Google launched Gemini 2.5 Flash in preview for developers on April 17, 2025, via the Gemini API in Google AI Studio and Vertex AI. It later moved to general availability, and Google shipped improved 2.5 Flash previews afterward.
How much does Gemini 2.5 Flash cost?
On the paid Gemini Developer API tier it costs $0.30 per million input tokens (text, image, or video) and $2.50 per million output tokens. Audio input is $1.00 per million tokens, and cached text input is $0.03 per million tokens. Thinking tokens are billed at the output rate.
What is the context window of Gemini 2.5 Flash?
Gemini 2.5 Flash has a 1 million-token input context window and can produce up to 64K output tokens. It accepts text, images, video, audio, and PDF documents as input.
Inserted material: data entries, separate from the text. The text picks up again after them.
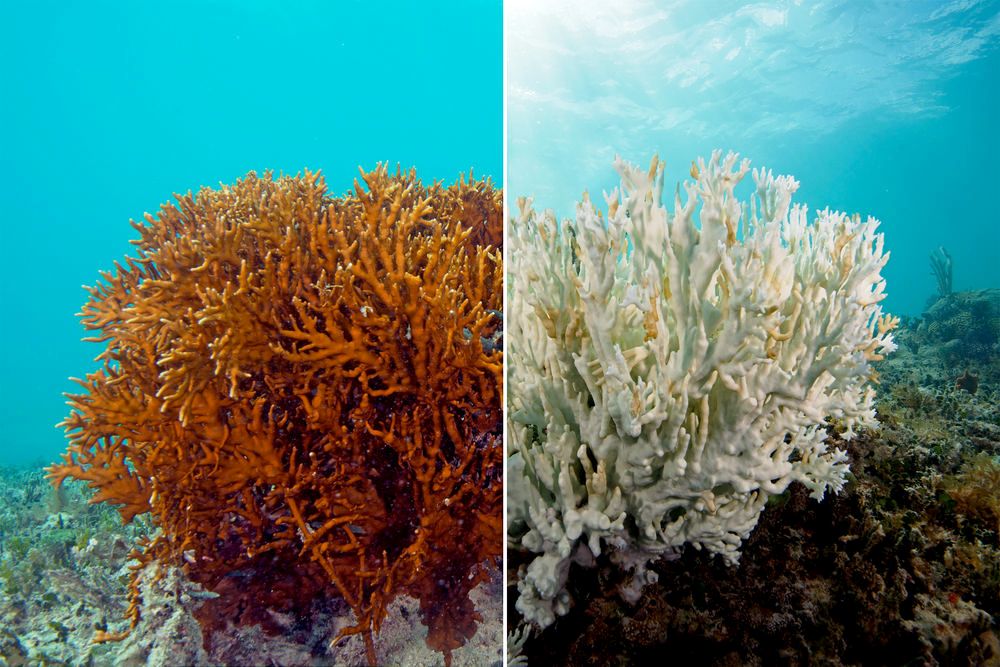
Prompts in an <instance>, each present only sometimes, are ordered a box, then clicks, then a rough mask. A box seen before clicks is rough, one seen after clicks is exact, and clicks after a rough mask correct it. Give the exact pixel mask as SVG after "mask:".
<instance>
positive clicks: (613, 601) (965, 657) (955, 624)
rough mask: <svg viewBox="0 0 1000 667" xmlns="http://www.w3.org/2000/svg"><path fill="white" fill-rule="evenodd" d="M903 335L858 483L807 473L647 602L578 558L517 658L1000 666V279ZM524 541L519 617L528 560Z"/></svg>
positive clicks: (515, 552) (839, 443) (857, 468)
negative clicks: (723, 545)
mask: <svg viewBox="0 0 1000 667" xmlns="http://www.w3.org/2000/svg"><path fill="white" fill-rule="evenodd" d="M897 340H898V342H899V344H900V349H899V350H898V351H897V352H896V353H895V354H893V355H892V356H891V357H890V358H889V359H887V360H885V361H883V362H881V363H880V364H879V366H878V369H877V370H878V373H879V375H880V385H879V387H878V392H879V398H878V402H877V409H878V414H879V419H880V421H881V423H882V425H881V428H880V429H878V430H876V431H869V432H866V433H864V434H863V435H861V436H860V437H858V438H855V439H854V440H852V441H851V442H850V443H844V442H842V441H841V442H835V444H837V445H838V446H840V447H843V448H845V449H846V450H847V451H848V453H849V455H850V458H851V471H852V475H851V479H850V481H849V484H848V485H847V487H846V489H845V490H844V491H843V492H842V493H840V494H839V495H837V496H833V497H829V496H828V497H827V499H826V500H824V501H823V502H821V503H817V502H815V501H813V500H811V499H810V498H809V497H808V493H807V491H806V489H805V488H804V487H802V486H801V485H798V484H795V485H793V486H792V487H790V489H789V491H788V492H787V493H786V494H784V495H782V496H780V497H778V498H776V499H774V501H773V502H772V503H771V504H770V506H769V507H768V508H767V510H766V511H765V512H764V514H763V516H762V518H761V521H760V523H759V525H758V526H757V528H756V529H755V531H754V532H753V533H752V535H751V536H750V538H749V539H748V540H747V541H746V543H745V544H744V546H743V549H742V557H741V559H740V562H739V565H737V566H734V567H727V566H726V565H725V564H723V563H722V562H721V561H720V560H719V559H717V558H712V557H710V556H708V555H706V554H705V553H703V552H697V551H695V550H693V549H691V550H686V551H685V552H684V553H683V554H682V555H681V557H680V558H679V559H676V560H671V561H668V560H662V561H659V562H657V563H656V564H655V565H654V566H653V569H654V570H655V571H656V572H657V574H658V575H659V580H658V582H657V583H656V584H654V585H651V586H647V587H646V588H645V589H644V595H643V596H642V598H641V599H640V600H639V601H638V602H637V603H636V604H634V605H633V604H629V603H627V602H625V601H624V600H623V599H622V597H621V595H620V594H619V592H618V590H619V585H620V584H622V583H623V580H624V577H623V575H622V574H621V573H620V572H618V571H617V570H616V569H615V568H614V567H611V566H609V565H608V564H607V562H606V561H604V562H603V564H601V562H600V561H599V567H597V568H595V569H580V568H577V566H575V565H574V566H573V567H574V570H573V571H572V573H571V575H570V585H571V593H572V595H573V599H574V600H575V601H576V602H575V604H574V607H573V608H572V609H571V610H570V612H569V614H568V615H567V616H565V617H563V618H561V619H559V620H558V621H557V622H556V624H555V625H553V626H552V627H550V628H548V629H547V630H546V631H545V632H543V633H540V634H538V633H529V634H527V636H526V637H525V636H524V628H523V627H521V628H519V629H518V630H516V631H515V632H513V633H512V634H511V635H510V638H511V639H515V640H520V641H514V642H512V644H511V649H512V650H511V651H509V655H510V657H509V658H508V664H532V665H574V666H582V665H595V666H596V665H601V666H604V665H645V664H654V663H663V662H664V661H665V660H667V659H668V658H669V662H670V664H678V665H713V666H719V667H723V666H726V667H729V666H732V667H736V666H743V665H830V666H833V665H976V666H980V665H983V666H987V665H992V666H1000V290H981V291H978V292H965V293H959V294H949V295H947V296H944V297H941V298H938V299H935V300H933V301H932V302H931V303H930V304H929V307H928V308H927V311H926V312H925V313H924V314H923V315H922V316H921V317H919V318H909V319H907V320H904V323H903V327H902V329H901V330H900V331H899V334H898V336H897ZM831 432H835V428H834V427H833V426H831ZM832 437H833V438H835V437H836V436H835V434H834V435H832ZM508 557H509V560H508V566H507V572H508V586H509V588H508V614H509V616H508V618H509V622H510V625H511V627H516V624H517V622H518V621H519V615H518V613H517V611H516V609H515V608H514V601H515V600H516V595H517V591H516V587H515V585H514V584H515V583H516V572H517V568H518V565H519V564H521V563H523V562H525V560H524V556H523V555H519V554H518V553H516V552H508Z"/></svg>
What makes Gemini 2.5 Flash different from Gemini 2.5 Pro?
Both are hybrid "thinking" models, but Flash is tuned for speed and low cost while Pro is the more capable flagship. On Google's own benchmarks Pro scores higher (for example 86.4% vs 82.8% on GPQA diamond and 88.0% vs 72.0% on AIME 2025), but Flash is significantly cheaper, making it the better choice for high-volume, latency-sensitive workloads.